In the Linux kernel, the following vulnerability has been resolved:
thermal: core: Address thermal zone removal races with resume
Since thermal_zone_pm_complete() and thermal_zone_device_resume()
re-initialize the poll_queue delayed work for the given thermal zone,
the cancel_delayed_work_sync() in thermal_zone_device_unregister()
may miss some already running work items and the thermal zone may
be freed prematurely [1].
There are two failing scenarios that both start with
running thermal_pm_notify_complete() right before invoking
thermal_zone_device_unregister() for one of the thermal zones.
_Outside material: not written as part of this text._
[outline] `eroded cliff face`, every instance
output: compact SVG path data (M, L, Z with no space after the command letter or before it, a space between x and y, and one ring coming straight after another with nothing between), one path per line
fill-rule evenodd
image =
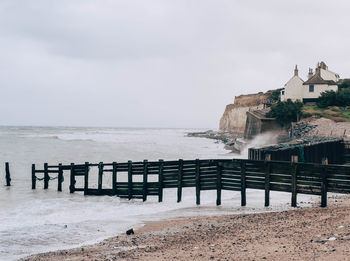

In the first scenario, there is a work item already running for
the given thermal zone when thermal_pm_notify_complete() calls
thermal_zone_pm_complete() for that thermal zone and it continues to
run when thermal_zone_device_unregister() starts. Since the poll_queue
delayed work has been re-initialized by thermal_pm_notify_complete(), the
running work item will be missed by the cancel_delayed_work_sync() in
thermal_zone_device_unregister() and if it continues to run past the
freeing of the thermal zone object, a use-after-free will occur.
In the second scenario, thermal_zone_device_resume() queued up by
thermal_pm_notify_complete() runs right after the thermal_zone_exit()
called by thermal_zone_device_unregister() has returned. The poll_queue
delayed work is re-initialized by it before cancel_delayed_work_sync() is
called by thermal_zone_device_unregister(), so it may continue to run
after the freeing of the thermal zone object, which also leads to a
use-after-free.
Address the first failing scenario by ensuring that no thermal work
items will be running when thermal_pm_notify_complete() is called.
For this purpose, first move the cancel_delayed_work() call from
thermal_zone_pm_complete() to thermal_zone_pm_prepare() to prevent
new work from entering the workqueue going forward. Next, switch
over to using a dedicated workqueue for thermal events and update
the code in thermal_pm_notify() to flush that workqueue after
thermal_pm_notify_prepare() has returned which will take care of
all leftover thermal work already on the workqueue (that leftover
work would do nothing useful anyway because all of the thermal zones
have been flagged as suspended).
The second failing scenario is addressed by adding a tz->state check
to thermal_zone_device_resume() to prevent it from re-initializing
the poll_queue delayed work if the thermal zone is going away.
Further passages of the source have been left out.